Berangkatlah saya ke tempat kuliah di propinsi lain. Tiba disana langsung tinggal di asrama mahasiswa dengan sewa kamar Rp.15.000/bulan biaya kuliah kuliah yang masi relatif murah (Rp.180.000/semester). Mana ada biaya kost dan uang kuliah persemester seperti itu sekarang. Walau sewa asrama masih murah begitu, tapi saya masih sering nunggak juga. Kadang kiriman uang dari orang tua tiba ketika sudah hampir semua tetangga asrama dan teman dekat saya pinjam uangnya. Untuk menghemat biaya transportasi, saya kumpul uang beasiswa BBM untuk beli sepeda bekas. Bisa dipake kemana-mana tanpa mengeluarkan uang untuk beli BBM tapi cukup dengan mengeluarkan keringat dan kadang-kadang kencing. Sepeda itu saya pakai untuk ke tempat kursus dan meeting bahasa inggris, pergi ngaji dan jalan-jalan sore.

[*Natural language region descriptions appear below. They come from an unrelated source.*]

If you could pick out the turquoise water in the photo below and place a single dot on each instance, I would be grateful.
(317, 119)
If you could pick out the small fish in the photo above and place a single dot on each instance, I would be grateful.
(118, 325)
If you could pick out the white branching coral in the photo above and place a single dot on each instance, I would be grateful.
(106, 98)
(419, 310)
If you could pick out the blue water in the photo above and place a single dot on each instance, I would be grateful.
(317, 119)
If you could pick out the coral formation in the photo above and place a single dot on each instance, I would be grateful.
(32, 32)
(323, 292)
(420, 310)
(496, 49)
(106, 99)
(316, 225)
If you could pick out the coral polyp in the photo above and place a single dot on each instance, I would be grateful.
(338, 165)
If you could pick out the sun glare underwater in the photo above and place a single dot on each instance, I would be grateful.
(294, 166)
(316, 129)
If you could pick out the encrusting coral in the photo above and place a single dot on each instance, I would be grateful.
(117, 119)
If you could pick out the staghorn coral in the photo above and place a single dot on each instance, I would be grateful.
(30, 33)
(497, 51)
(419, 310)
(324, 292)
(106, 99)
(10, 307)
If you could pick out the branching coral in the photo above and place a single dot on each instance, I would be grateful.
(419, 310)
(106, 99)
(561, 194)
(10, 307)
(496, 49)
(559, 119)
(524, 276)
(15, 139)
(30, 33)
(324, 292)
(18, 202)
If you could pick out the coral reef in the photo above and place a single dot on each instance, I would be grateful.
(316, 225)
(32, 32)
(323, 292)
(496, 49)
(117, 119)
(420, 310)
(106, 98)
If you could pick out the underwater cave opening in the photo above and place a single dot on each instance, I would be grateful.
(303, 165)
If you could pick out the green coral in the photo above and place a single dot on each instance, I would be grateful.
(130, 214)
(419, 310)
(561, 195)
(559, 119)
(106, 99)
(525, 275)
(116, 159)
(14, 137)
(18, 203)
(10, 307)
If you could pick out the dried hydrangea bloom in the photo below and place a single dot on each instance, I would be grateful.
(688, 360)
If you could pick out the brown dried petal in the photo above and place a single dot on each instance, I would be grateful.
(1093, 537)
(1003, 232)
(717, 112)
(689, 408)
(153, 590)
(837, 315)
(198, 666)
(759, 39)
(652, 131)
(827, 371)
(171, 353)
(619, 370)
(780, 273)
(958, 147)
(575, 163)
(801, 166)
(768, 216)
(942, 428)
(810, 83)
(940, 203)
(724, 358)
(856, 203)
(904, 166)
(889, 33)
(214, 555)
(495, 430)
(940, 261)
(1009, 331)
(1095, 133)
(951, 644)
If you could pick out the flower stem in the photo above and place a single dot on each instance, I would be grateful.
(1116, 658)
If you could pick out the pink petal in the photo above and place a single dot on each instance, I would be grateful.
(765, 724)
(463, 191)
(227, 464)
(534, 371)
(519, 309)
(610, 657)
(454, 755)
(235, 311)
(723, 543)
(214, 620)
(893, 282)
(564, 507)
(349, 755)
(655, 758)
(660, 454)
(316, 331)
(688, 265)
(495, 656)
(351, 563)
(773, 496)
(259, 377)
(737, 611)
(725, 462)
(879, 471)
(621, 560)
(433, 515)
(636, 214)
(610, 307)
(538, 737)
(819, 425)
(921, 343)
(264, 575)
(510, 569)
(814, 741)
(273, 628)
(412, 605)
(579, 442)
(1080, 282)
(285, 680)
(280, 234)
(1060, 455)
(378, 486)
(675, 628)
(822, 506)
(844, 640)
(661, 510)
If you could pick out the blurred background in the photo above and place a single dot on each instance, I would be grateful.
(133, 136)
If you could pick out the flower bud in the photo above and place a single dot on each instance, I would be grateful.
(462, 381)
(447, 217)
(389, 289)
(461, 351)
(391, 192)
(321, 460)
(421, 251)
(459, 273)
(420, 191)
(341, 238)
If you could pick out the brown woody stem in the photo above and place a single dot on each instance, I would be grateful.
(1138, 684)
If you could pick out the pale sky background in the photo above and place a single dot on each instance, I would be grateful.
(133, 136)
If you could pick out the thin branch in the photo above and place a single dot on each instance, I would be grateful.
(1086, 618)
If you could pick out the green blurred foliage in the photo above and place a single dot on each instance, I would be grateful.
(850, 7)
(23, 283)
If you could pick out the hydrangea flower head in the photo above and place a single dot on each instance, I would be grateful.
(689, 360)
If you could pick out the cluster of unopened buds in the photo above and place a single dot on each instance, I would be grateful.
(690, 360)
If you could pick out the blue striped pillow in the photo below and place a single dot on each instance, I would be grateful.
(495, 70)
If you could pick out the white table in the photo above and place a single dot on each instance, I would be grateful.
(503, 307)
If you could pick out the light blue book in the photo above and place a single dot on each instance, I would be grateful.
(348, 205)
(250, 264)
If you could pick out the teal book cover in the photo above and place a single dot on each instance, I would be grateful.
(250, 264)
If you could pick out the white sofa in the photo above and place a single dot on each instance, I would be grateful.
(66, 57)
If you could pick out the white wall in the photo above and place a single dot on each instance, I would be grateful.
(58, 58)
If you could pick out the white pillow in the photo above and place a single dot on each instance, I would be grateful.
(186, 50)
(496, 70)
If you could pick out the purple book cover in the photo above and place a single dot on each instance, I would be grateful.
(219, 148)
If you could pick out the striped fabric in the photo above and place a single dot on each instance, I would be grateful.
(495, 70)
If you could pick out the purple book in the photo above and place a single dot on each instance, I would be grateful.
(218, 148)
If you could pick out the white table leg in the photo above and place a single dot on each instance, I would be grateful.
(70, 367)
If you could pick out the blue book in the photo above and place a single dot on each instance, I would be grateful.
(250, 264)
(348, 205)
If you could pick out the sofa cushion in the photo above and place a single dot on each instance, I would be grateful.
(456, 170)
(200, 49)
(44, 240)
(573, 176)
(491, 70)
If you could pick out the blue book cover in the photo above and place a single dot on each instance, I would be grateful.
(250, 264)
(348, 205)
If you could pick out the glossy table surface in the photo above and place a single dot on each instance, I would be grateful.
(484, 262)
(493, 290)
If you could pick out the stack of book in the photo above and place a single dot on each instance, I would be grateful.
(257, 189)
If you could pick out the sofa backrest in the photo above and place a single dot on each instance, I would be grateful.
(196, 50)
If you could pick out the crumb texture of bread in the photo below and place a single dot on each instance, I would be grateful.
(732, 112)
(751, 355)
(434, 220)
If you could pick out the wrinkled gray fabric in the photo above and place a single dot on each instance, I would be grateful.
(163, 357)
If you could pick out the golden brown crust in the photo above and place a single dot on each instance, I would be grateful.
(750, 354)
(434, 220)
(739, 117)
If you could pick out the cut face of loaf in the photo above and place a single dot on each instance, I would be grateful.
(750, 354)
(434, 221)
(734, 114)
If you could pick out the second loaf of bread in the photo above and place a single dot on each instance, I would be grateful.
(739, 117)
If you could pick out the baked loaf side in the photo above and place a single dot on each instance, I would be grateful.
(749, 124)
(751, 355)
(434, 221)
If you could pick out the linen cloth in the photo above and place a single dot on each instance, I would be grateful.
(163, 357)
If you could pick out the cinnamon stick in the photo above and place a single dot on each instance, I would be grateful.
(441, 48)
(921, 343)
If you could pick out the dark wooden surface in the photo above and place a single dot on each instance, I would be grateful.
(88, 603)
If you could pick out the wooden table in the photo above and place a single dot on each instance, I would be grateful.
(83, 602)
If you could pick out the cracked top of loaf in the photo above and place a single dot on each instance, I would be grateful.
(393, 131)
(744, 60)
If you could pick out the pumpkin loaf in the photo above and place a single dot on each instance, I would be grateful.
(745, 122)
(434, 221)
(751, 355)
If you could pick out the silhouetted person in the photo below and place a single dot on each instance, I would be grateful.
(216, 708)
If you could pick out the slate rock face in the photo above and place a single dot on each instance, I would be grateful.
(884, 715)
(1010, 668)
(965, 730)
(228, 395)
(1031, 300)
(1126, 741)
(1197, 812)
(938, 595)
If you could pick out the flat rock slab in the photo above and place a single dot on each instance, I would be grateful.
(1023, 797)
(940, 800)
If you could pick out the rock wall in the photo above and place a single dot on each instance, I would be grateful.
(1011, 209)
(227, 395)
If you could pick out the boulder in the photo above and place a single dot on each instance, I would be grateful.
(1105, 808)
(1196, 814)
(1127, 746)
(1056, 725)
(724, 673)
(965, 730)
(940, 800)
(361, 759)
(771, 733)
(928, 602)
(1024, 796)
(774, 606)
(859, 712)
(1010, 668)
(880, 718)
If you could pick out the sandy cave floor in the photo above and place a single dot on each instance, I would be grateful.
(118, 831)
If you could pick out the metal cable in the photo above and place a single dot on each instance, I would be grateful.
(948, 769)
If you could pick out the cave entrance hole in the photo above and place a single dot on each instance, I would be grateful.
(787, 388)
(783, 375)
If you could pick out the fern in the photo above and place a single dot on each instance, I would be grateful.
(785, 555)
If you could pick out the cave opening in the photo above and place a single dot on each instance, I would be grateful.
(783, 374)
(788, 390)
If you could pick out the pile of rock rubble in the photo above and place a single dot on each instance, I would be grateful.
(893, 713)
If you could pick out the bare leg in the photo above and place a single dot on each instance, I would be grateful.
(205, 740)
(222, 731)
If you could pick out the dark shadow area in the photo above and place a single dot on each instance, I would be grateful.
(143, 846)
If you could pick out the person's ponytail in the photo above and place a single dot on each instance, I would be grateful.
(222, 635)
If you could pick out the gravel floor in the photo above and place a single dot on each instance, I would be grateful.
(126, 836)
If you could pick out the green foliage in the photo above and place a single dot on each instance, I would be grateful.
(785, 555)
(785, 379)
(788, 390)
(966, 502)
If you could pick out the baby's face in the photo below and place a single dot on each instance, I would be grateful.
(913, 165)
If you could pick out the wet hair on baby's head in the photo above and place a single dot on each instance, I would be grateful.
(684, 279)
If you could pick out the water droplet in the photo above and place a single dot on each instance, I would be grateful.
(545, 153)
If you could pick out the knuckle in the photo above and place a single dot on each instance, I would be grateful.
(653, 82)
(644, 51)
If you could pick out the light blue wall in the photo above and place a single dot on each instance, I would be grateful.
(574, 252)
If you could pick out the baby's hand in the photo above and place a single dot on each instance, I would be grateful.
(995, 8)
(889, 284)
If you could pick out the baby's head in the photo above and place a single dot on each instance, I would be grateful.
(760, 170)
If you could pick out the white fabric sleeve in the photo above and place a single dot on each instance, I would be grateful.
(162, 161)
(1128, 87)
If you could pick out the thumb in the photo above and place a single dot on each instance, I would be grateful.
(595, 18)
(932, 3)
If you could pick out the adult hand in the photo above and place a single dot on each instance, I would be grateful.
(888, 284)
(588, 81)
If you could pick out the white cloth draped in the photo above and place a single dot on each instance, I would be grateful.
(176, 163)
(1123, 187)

Alhamdulillah setelah itu saya juga dapat beasiswa dari perusahaan Jepang dan uang capek sebagai asiten laboratorium. Akhirnya saya bisa beli hape… hehe.. ikut-ikutan bergaya seperti orang kota. Bagi saya, biar miskin yang penting sekolah dan tidak ketinggalan zaman. Benar juga kata pepatah, dimana ada kemauan disitu ada jalan. Allah pasti memberikan jalan bagi siapa saja yang bersungguh-sungguh dalam segala hal.